Differentiated service delivery (DSD) models for HIV often exclude children and adolescents. Given that children and adolescents have lower rates of HIV diagnosis, treatment and viral load suppression, there is a need to use DSD to meet the needs of children and adolescents living with HIV. This commentary reviews the concept of DSD, examines the application of DSD to the care of children and adolescents living with HIV, and describes national guidance on use of DSD for children and adolescents and implementation of DSD for HIV care and treatment in children and adolescents in Elizabeth Glaser Pediatric AIDS Foundation (EGPAF)-supported programmes in seven sub-Saharan countries between 2017 and 2019. Programme descriptions include eligibility criteria, location and frequency of care delivery, healthcare cadre delivering the care, as well as the number of EGPAF-supported facilities supporting each type of DSD model. A range of DSD models were identified. While facility-based models predominate, several countries support community-based models. Despite significant uptake of various DSD models for children and adolescents, there was variable coverage within countries and variability in age criteria for each model. While the recent uptake of DSD models for children and adolescents suggests feasibility, more can be done to optimise and extend the use of DSD models for children and adolescents living with HIV. Barriers to further DSD uptake are described and solutions proposed. DSD models for children and adolescents are a critical tool that can be optimised to improve the quality of HIV care and outcomes for children and adolescents.

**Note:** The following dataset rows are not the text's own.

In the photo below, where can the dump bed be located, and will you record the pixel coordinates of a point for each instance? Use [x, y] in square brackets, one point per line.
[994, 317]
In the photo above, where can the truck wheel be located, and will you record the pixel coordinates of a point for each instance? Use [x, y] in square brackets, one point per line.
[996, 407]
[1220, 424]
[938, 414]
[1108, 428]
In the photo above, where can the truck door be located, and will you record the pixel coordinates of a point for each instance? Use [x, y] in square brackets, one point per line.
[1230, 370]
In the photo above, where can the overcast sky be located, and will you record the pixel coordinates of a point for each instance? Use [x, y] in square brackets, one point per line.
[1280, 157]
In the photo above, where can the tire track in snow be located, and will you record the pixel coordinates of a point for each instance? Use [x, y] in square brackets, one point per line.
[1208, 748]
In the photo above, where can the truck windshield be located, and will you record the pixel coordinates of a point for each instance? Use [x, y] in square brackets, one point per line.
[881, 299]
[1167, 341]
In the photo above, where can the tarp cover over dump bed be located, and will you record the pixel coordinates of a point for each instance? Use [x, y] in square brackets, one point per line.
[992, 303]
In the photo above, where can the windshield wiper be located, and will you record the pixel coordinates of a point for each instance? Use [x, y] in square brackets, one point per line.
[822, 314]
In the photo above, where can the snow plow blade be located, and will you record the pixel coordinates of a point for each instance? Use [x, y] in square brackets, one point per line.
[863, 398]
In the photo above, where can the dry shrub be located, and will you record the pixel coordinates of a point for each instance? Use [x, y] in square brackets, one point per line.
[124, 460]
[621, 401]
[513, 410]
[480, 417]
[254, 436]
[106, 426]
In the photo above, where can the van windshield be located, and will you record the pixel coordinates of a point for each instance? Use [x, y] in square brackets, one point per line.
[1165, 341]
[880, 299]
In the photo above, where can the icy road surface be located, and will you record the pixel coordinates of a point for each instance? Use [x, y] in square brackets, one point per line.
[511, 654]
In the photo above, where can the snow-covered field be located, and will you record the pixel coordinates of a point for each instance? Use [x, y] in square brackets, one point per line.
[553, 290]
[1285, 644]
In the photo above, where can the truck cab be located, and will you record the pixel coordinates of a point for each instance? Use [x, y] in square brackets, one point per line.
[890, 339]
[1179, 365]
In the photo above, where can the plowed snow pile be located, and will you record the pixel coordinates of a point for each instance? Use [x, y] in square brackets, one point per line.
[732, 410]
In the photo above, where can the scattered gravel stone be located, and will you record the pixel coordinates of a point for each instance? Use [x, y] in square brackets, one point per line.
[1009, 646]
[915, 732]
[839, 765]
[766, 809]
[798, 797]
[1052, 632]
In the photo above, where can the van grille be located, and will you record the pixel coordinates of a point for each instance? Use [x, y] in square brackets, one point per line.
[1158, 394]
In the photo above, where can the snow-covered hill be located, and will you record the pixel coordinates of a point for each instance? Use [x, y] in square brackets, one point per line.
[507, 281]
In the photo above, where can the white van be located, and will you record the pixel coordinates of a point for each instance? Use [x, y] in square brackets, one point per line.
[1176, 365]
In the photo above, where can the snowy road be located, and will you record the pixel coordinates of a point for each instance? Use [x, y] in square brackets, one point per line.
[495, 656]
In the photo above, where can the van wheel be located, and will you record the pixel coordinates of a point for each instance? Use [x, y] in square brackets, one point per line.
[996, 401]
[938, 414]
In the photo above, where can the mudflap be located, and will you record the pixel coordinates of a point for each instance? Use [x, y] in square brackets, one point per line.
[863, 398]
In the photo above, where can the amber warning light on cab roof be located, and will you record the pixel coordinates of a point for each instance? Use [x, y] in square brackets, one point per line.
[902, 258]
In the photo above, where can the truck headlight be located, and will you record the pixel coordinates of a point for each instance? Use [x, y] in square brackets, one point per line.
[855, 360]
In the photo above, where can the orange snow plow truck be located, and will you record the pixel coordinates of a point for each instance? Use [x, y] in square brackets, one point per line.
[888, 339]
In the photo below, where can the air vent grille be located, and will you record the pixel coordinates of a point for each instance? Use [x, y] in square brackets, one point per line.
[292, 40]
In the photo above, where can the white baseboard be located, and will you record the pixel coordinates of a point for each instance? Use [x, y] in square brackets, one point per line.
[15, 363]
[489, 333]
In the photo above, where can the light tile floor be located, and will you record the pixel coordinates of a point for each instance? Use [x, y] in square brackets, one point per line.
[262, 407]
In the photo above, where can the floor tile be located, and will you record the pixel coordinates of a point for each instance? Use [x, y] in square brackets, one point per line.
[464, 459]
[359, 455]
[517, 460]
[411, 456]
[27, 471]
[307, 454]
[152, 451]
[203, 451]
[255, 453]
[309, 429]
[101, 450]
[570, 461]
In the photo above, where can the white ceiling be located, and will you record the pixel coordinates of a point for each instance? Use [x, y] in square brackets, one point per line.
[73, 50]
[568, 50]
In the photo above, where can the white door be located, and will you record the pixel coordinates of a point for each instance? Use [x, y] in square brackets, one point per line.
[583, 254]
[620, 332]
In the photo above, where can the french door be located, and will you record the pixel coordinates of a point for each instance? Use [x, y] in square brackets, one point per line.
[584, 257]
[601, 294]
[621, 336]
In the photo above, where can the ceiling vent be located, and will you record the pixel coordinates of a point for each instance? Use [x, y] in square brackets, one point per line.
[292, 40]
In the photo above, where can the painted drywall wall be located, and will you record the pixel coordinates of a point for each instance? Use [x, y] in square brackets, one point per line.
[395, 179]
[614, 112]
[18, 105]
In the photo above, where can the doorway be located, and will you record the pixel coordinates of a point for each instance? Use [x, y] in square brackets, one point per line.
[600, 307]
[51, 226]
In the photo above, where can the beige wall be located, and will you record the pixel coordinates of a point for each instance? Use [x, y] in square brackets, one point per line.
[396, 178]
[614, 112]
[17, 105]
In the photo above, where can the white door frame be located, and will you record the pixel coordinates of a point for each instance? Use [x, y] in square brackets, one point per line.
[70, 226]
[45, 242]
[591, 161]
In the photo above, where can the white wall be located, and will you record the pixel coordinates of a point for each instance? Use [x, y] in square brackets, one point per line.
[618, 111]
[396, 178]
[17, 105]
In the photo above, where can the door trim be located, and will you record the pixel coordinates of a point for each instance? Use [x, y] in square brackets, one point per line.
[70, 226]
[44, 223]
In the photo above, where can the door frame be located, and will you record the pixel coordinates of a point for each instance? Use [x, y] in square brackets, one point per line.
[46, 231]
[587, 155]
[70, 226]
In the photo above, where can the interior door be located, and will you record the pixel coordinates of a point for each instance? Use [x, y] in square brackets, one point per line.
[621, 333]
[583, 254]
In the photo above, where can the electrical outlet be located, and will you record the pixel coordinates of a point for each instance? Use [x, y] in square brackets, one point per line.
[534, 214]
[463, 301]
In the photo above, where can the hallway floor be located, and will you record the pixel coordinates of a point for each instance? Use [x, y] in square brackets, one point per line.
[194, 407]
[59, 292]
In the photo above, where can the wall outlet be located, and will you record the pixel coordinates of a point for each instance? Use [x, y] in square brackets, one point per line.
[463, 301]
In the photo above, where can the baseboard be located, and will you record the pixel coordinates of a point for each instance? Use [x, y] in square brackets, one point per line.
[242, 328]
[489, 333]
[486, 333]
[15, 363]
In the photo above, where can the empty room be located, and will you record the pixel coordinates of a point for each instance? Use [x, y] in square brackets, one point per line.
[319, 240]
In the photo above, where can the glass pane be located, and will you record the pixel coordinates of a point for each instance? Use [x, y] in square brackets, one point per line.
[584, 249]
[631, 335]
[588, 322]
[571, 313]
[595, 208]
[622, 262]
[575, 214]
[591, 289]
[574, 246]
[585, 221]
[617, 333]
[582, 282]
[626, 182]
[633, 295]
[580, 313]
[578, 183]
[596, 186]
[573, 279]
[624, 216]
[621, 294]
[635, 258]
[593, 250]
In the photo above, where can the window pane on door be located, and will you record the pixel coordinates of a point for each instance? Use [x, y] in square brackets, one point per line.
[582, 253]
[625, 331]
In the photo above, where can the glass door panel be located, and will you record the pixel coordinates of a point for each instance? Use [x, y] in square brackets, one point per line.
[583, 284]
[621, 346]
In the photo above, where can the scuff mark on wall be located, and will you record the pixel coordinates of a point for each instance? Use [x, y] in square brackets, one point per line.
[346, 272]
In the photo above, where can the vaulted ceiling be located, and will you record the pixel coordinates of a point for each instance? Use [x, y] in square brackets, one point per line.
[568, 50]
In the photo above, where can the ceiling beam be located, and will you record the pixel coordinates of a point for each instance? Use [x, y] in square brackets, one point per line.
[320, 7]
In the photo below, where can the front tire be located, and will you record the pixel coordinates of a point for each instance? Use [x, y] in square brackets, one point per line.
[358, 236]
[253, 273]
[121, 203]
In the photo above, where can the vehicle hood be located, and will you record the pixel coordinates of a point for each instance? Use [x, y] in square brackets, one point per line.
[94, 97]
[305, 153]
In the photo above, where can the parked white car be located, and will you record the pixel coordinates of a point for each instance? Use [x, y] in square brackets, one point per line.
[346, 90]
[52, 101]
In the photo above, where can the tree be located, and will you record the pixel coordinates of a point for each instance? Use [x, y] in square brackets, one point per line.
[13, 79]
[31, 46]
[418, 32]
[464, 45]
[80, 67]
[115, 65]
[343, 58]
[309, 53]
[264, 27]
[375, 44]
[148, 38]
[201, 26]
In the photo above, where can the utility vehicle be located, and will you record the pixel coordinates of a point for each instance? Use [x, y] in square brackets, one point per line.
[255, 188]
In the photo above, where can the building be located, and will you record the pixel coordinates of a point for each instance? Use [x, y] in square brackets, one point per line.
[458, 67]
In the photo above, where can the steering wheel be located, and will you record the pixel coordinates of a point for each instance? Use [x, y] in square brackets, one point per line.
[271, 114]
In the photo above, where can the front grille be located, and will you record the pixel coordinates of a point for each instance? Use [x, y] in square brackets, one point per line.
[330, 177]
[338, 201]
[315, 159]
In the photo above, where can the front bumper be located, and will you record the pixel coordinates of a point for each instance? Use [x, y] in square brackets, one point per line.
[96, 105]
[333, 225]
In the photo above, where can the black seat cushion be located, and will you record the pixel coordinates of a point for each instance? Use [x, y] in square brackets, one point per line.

差异化服务交付(DSD)模式通常将艾滋病毒感染者中的儿童和青少年排除在外。鉴于儿童和青少年的艾滋病毒诊断率、治疗率和病毒载量抑制率较低,因此需要利用 DSD 来满足艾滋病毒感染者中的儿童和青少年的需求。本评论审查了 DSD 的概念,考察了 DSD 在儿童和青少年艾滋病毒感染者护理中的应用,并描述了国家关于 DSD 用于儿童和青少年的指导意见,以及在 2017 年至 2019 年间,伊丽莎白·格拉泽儿科艾滋病基金会(EGPAF)在七个撒哈拉以南非洲国家支持的方案中,为儿童和青少年实施 DSD 用于艾滋病毒护理和治疗的情况。方案描述包括资格标准、护理提供的地点和频率、提供护理的医疗保健人员,以及支持每种 DSD 模式的 EGPAF 支持的设施数量。确定了一系列 DSD 模式。尽管以机构为基础的模式占主导地位,但有几个国家支持以社区为基础的模式。尽管儿童和青少年广泛采用了各种 DSD 模式,但各国之间的覆盖率存在差异,每个模式的年龄标准也存在差异。尽管最近儿童和青少年 DSD 模式的采用表明了其可行性,但仍有更多工作需要优化和扩大 DSD 模式在艾滋病毒感染者中的应用。描述了进一步采用 DSD 的障碍,并提出了解决方案。儿童和青少年 DSD 模式是一种关键工具,可以对其进行优化,以提高儿童和青少年艾滋病毒护理的质量和结果。